[A cura di: Filippo Lucchese – FiscoOggi, Agenzia delle Entrate] Le unità immobiliari censite negli archivi del Catasto edilizio urbano risultano, al 31 dicembre 2017, poco meno di 75 milioni, oltre l’80% delle quali comprese nelle sole categorie A e C.
L’analisi dettagliata e completa di tutte le informazioni relative a tale patrimonio è stata sviluppata, come è ormai tradizione, nelle “Statistiche catastali”, rapporto disponibile sul sito dell’Agenzia delle entrate, giunto alla dodicesima edizione. Il volume fornisce, su scala nazionale, una mappa del numero, della consistenza, della rendita e della natura giuridica degli intestatari dell’intero panorama delle unità immobiliari censite in Catasto.
Le unità che presentano una rendita catastale sono quelle appartenenti, rispettivamente, alle categorie A, B, C, D ed E, e risultano poco meno di 65 milioni; i restanti 10 milioni fanno parte della categoria F (unità censite al solo scopo inventariale), dei cosiddetti beni comuni non censibili (ovvero unità di proprietà comune) e di una componente residuale di unità ancora in lavorazione (poco meno di 100mila). Considerando le unità con rendita e le F, ovvero le categorie oggetto di particolare approfondimento nel rapporto, si è registrata, nel 2017, una crescita aggregata di poco più di 500mila unità rispetto all’anno precedente (+0,8%); con riferimento agli intestatari, si ha una netta prevalenza (90% circa) delle persone fisiche nella categoria A (escluse le A/10, ovvero gli uffici), nella categoria C e, in proporzione leggermente minore (poco meno dell’80%), nella categoria F, una prevalenza assai meno marcata nelle A/10 (56% circa) e un rapporto ribaltato nelle restanti categorie.
Alcuni equilibri si modificano in modo significativo se si ragiona in termini di rendita, escludendo dunque dal ragionamento gli immobili relativi alla categoria F: in questo caso, il tasso di crescita aggregata rispetto al 2016 è inferiore (+0,4%) e cresce il peso delle categorie E, B e soprattutto D (che sfiora il 30% del totale), a discapito, per lo più, della categoria C.
Di seguito, una sintesi dei principali riscontri relativi alle singole categorie.
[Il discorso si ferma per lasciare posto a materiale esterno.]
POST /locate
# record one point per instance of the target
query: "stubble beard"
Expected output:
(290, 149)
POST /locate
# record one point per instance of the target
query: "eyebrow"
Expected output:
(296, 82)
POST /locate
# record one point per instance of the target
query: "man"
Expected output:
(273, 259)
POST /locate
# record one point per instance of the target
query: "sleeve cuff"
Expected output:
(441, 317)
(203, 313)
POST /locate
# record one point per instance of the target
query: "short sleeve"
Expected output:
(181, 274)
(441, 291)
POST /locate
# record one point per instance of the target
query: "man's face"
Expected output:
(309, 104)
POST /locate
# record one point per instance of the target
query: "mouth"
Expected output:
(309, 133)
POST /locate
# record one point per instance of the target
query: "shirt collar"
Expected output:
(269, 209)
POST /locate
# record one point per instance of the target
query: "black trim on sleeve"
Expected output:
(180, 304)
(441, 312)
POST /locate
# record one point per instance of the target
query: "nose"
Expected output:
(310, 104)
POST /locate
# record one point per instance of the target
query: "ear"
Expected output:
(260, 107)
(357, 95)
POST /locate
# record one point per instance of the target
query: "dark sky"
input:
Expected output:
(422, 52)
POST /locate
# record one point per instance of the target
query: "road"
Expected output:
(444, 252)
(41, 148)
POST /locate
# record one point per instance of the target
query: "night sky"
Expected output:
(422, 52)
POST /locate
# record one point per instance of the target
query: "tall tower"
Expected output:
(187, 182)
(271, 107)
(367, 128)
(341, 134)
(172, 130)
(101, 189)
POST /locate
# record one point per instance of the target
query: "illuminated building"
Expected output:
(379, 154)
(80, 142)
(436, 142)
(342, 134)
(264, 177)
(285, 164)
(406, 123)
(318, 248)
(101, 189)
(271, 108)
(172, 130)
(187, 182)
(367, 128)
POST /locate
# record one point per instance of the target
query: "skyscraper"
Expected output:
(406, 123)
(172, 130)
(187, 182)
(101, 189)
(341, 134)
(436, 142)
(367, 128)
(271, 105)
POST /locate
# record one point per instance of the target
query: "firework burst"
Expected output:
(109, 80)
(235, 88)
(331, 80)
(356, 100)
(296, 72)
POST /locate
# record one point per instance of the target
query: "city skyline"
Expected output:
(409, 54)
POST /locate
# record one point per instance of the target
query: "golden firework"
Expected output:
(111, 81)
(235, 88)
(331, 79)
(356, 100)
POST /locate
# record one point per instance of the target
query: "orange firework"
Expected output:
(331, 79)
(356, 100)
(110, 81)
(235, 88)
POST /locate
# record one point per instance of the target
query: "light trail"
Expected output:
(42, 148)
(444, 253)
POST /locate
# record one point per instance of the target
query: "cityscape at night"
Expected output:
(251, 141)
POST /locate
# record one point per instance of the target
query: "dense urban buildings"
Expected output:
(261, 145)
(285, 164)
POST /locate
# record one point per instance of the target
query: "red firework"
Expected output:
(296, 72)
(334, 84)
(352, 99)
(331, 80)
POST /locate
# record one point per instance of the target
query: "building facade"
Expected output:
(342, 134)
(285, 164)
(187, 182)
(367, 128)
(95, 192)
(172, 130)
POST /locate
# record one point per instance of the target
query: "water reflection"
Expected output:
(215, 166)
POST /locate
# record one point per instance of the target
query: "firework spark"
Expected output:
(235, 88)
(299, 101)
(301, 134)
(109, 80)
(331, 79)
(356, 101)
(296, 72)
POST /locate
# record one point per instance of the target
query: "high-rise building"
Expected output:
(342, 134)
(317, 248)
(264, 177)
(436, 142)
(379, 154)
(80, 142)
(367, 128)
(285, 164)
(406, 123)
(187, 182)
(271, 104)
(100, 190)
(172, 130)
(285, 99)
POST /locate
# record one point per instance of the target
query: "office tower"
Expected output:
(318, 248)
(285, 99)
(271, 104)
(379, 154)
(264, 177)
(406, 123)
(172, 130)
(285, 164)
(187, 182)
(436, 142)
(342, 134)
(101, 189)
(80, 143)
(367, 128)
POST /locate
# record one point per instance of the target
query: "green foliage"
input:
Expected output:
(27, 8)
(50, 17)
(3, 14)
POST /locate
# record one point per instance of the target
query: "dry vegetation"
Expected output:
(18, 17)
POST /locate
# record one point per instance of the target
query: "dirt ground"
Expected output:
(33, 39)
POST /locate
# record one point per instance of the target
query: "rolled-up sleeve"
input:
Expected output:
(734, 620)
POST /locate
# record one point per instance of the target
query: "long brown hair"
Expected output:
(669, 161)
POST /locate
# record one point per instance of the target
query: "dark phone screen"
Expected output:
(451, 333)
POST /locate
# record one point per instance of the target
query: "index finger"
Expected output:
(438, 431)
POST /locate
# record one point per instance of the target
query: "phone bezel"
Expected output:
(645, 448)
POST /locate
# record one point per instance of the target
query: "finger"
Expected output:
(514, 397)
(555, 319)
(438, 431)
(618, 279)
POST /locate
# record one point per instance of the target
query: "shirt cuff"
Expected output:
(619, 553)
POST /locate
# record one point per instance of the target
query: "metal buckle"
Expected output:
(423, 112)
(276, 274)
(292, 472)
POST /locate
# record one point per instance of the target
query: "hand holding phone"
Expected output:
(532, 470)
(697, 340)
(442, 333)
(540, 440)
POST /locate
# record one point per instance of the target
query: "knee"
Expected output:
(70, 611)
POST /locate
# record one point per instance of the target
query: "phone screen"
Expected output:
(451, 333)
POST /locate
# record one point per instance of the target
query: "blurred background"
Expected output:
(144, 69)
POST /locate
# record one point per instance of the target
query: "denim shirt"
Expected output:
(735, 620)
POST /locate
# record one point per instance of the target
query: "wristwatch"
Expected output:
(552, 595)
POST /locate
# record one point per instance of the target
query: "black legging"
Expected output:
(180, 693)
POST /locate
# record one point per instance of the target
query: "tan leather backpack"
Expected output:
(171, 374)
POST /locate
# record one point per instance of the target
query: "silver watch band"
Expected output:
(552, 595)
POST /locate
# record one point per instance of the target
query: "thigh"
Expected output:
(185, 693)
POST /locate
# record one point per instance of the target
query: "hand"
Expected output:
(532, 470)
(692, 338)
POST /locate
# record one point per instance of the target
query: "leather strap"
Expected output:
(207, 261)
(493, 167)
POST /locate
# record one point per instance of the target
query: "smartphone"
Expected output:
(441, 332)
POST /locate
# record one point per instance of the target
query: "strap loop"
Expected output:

Al gruppo D (immobili a destinazione speciale) appartengono quasi 1,6 milioni di unità (+1,6% rispetto al 2016), per lo più concentrate nelle categorie D/1 (opifici, 495mila circa), D/10 (edifici a uso agricolo, 420mila circa), D/7 (edifici a uso industriale, 293mila circa) e D/8 (edifici a uso commerciale). La categoria D/10 è l’unica in cui prevalgono, come intestatari, le persone fisiche (oltre il 90%). Particolarmente rilevante risulta il dato relativo alla rendita, in virtù della destinazione d’uso degli immobili interessati: l’ammontare supera, infatti, i 10,5 miliardi di euro (+0,5% rispetto al 2016) e rappresenta circa il 28% del totale dello stock nazionale, come accennato anche in precedenza.
Gli immobili del gruppo E (a destinazione particolare) risultano, infine, poco meno di 100mila (+1,8% rispetto al 2016), in gran parte concentrati nelle categorie E/3 (edifici per speciali esigenze pubbliche, con oltre 42mila unità) ed E/9 (categoria residuale, con quasi 32mila unità); la rendita aggregata (oltre 775 miliardi di euro) risulta invece in calo dell’1% rispetto al dato dell’anno precedente.